U.S. Announces New Iran Sanctions On Senior Officials, Metals Industry

U.S. Secretary of State Mike Pompeo (left) and Treasury Secretary Steven Mnuchin announce the new sanctions at the White House.

The United States has announced new sanctions on eight senior Iranian officials and that country's steel and other metals industry, along with a presidential executive order that promises further moves to curb the Iranian leadership's access to revenues.

U.S. Secretary of State Mike Pompeo and Treasury Secretary Steven Mnuchin announced the sanctions at a press conference in Washington on January 10, following this week's Iranian missile strikes on bases housing U.S. troops in Iraq. The Iranian attack came days after a top Iranian commander was killed in a U.S. air strike in Iraq.

"Today's sanctions are part of our commitment to stop the Iranian regime's global terrorist activities. The president has been very clear -- we will continue to apply economic sanctions until Iran stops its terrorist activities and commits that it will never have nuclear weapons,” Mnuchin said.

Among others, Iranian individuals targeted include: Ali Shamkhani, the secretary of Iran’s Supreme National Security Council; Mohammad Reza Ashtiani, the deputy chief of staff of Iran's armed forces; and Gholamreza Soleimani, the head of the Basij militia of the Islamic Revolutionary Guards Corps (IRGC).

Mnuchin said these officials were advancing "the regime's destabilizing activity and were involved" in the January 8 missile attack.

The sanctions also target 17 mining and metal-producing companies, a “network of three China- and Seychelles-based entities," and a vessel involved in the metals trade.

"As a result of these actions we will cut off billions of dollars of support to the Iranian regime and we will continue our enforcement of other entities,” according to Mnuchin.

Mohsen Rezaee, a senior member of Iran’s influential Expediency Council and a military officer in the IRGC who was also targeted by the January 10 sanctions, tweeted: "Imposing sanctions is symbolic for America and for me because this measure will have no economic impact."

A Treasury Department statement outlining the punitive measures cites an executive order from President Donald Trump "expanding authorities to target additional sources of revenue used by the Iranian regime."

"Concurrently with today’s designations, the President is signing a new Executive Order (E.O.) that targets additional sources of revenue used by the Iranian regime to fund and support its nuclear program, missile development, terrorism and terrorist proxy networks, and malign regional influence," the statement said.
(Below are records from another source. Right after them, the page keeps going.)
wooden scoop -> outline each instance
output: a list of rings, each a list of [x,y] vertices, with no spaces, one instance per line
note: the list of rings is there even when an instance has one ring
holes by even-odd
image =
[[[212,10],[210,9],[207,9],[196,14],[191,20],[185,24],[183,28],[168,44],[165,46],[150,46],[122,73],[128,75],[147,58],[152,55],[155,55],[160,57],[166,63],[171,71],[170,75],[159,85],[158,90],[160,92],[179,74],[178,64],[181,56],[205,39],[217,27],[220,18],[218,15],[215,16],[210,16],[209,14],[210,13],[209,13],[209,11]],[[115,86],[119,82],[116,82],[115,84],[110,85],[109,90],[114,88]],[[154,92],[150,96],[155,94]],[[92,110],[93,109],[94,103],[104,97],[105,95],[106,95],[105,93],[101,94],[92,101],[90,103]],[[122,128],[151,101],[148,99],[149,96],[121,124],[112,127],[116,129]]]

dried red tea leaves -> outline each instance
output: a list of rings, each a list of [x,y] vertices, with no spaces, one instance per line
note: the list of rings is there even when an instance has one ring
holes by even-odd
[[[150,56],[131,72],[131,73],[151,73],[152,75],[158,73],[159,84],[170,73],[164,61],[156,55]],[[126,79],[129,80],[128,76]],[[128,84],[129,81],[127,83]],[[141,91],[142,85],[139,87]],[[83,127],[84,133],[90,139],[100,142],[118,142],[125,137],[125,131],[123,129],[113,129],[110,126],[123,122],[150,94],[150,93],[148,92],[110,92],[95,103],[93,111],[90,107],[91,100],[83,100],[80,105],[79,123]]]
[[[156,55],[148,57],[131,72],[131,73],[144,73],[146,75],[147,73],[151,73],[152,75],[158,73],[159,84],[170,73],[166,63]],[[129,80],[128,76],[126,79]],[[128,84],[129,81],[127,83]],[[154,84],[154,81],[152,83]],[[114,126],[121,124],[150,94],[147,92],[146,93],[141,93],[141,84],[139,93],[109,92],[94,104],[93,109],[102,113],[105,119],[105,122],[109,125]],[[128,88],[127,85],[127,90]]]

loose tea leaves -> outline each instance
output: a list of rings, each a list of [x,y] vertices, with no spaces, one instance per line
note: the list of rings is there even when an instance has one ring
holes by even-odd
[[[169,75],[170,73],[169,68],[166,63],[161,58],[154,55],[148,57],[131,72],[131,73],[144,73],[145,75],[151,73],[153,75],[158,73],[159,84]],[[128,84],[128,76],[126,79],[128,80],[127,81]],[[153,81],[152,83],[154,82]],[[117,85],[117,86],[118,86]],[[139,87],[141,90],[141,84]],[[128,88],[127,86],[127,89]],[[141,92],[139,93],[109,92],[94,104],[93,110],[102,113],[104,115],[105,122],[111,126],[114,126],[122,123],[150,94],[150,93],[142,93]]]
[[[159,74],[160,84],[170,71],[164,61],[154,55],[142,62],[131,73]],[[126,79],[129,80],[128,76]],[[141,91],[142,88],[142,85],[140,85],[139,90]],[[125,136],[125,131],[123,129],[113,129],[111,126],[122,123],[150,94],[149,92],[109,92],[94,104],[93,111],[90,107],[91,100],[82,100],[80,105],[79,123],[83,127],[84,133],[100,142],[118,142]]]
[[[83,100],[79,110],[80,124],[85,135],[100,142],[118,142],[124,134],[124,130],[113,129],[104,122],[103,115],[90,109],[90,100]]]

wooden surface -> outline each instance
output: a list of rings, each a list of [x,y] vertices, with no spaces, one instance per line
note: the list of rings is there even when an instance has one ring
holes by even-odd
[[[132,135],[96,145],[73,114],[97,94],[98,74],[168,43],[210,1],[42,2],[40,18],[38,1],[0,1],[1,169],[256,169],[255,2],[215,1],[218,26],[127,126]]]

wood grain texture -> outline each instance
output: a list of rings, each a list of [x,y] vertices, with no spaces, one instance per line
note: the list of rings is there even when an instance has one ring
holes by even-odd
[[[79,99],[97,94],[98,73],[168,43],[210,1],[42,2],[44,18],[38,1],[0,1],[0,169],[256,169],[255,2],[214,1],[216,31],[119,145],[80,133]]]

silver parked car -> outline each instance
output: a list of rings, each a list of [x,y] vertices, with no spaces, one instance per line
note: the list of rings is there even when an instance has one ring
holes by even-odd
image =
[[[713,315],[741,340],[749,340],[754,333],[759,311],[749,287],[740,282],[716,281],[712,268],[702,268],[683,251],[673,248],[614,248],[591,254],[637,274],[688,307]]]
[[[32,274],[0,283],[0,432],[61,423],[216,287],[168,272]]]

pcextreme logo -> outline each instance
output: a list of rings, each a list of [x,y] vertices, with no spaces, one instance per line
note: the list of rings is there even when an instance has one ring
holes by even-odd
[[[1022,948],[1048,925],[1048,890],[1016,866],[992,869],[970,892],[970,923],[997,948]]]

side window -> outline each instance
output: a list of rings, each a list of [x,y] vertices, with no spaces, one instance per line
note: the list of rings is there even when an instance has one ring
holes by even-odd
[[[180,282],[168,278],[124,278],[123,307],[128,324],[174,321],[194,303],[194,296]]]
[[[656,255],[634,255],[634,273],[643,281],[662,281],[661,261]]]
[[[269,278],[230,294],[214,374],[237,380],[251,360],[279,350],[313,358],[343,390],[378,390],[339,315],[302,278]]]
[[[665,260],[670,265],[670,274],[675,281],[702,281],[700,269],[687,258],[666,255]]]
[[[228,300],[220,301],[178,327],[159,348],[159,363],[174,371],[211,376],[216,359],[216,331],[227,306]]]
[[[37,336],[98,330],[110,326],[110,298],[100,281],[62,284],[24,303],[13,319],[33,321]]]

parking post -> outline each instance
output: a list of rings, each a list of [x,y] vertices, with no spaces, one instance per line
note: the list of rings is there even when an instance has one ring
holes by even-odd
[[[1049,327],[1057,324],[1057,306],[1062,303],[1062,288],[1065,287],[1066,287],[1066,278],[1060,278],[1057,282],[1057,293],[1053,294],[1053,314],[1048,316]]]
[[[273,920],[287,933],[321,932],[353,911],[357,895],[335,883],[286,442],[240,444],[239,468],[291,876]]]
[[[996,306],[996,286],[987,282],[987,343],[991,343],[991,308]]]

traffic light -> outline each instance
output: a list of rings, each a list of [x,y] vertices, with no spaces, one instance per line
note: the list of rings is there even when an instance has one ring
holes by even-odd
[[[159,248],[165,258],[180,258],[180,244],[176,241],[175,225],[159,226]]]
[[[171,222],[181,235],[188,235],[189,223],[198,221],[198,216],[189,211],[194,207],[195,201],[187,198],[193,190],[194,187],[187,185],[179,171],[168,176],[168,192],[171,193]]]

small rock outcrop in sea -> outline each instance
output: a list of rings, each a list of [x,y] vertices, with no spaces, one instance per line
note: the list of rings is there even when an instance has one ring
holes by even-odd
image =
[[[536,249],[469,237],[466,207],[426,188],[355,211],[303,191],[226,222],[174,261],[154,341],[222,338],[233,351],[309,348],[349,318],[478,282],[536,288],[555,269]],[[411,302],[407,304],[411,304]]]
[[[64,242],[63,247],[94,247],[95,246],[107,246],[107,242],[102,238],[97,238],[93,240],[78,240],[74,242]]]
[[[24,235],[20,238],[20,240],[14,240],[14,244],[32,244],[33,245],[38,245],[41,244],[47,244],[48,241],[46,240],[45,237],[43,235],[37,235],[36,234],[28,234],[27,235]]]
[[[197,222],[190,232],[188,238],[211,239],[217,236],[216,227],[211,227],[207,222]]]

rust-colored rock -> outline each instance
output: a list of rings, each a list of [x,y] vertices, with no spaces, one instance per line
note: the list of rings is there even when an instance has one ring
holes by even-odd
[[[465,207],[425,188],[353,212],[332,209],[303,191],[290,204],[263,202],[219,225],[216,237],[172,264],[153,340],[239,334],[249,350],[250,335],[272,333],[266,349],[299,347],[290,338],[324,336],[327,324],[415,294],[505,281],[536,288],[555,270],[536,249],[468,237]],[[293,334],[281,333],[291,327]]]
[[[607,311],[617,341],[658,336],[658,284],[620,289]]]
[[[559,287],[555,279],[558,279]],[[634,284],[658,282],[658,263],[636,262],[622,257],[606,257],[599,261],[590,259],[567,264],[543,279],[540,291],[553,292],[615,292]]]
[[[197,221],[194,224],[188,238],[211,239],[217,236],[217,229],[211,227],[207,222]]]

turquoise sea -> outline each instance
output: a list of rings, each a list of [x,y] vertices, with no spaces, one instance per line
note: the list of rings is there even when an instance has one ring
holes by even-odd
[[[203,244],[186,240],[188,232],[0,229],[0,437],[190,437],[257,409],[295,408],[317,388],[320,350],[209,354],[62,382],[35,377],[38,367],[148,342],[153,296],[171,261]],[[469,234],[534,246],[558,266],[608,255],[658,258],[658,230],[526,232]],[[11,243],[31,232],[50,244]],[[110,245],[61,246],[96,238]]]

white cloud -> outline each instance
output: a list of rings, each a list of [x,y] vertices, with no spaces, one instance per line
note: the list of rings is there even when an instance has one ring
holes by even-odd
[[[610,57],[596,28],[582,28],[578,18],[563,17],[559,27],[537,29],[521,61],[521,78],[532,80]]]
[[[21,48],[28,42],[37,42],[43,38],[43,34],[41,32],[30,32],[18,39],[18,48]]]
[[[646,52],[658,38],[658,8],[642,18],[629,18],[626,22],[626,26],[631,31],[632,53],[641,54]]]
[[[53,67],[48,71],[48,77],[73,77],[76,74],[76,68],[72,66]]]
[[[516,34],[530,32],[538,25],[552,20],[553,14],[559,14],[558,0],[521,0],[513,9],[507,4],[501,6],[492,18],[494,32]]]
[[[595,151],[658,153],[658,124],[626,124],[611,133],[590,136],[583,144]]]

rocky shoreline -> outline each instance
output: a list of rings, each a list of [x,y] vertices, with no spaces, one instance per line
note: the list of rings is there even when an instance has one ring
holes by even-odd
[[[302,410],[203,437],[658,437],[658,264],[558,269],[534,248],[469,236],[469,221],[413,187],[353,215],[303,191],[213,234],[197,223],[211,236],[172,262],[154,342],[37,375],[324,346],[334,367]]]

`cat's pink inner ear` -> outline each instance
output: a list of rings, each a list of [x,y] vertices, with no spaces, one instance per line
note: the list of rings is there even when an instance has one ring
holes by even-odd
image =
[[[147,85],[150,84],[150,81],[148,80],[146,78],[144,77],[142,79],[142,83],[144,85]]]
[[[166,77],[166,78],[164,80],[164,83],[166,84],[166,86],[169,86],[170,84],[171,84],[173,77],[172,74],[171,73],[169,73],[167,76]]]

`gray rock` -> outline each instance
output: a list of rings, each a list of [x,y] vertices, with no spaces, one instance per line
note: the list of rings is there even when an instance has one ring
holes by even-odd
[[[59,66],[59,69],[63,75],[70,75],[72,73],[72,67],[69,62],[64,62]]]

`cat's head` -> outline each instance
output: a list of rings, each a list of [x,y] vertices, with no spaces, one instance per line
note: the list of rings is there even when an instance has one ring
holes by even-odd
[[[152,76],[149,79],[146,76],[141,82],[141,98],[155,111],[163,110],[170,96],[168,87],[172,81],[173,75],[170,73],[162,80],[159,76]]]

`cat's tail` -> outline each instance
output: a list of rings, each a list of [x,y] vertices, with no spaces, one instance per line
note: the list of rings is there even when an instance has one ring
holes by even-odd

U.S. special representative for Iran Brian Hook said in a telephone call with reporters on January 10 that the U.S. exit from the so-called Joint Comprehensive Plan of Actions (JCPOA) that traded curbs on Iran's nuclear activities for relief from international sanctions has put Washington "in a much better position to deny Iran a nuclear weapon."

"It allows us to then forcibly respond to Iran's regional aggression, and that is what we have done with our sanctions," he said, according to Reuters.

The latest sanctions target exports that help keep the Iranian economy "on life support," he added.

The new sanctions follow more than a year of tightening U.S. sanctions since Trump left the JCPOA in 2018 and with tensions high following a January 3 U.S. drone strike that killed IRGC Major General Qasem Soleimani in Baghdad, prompting Iran's targeting of two Iraqi bases that house U.S. troops with missiles on January 8.

Pompeo told reporters on January 10 that Soleimani was planning an imminent "large-scale attack against American interests" when he was killed.

He said the United States had "specific information" on threatened attacks against American facilities, "including American embassies, [and] military bases throughout the region."

In an interview on Fox News that partially aired on January 10, Trump said that he thinks Soleimani was planning attacks against four U.S. embassies.

"Probably it was going to be the embassy in Baghdad," he said.

The fresh sanctions also come with U.S., Canadian, and British officials saying evidence suggested that a Ukraine International Airlines (UIA) flight that crashed in Iran hours after the January 8 missile attack had been hit by an Iranian surface-to-air missile, probably in error.

"We do believe that it’s likely that that plane was shot down by an Iranian missile," Pompeo said during the press conference.

"We're going to let the investigation play out before we make a final determination," Pompeo added. "When we get results of that investigation, I am confident we and the world will take appropriate actions in response."

Mnuchin said the Treasury Department would grant sanctions waivers to allow any Americans or anyone else to participate in the investigation of the crash. Under U.S. sanctions law, the U.S. Treasury must grant approval for U.S. nationals or entities to take part in an investigation in Iran and potentially travel there.

Iranian officials have flatly denied as "impossible" that a missile shot down the Boeing 737-800 passenger plane after takeoff from the Iranian capital.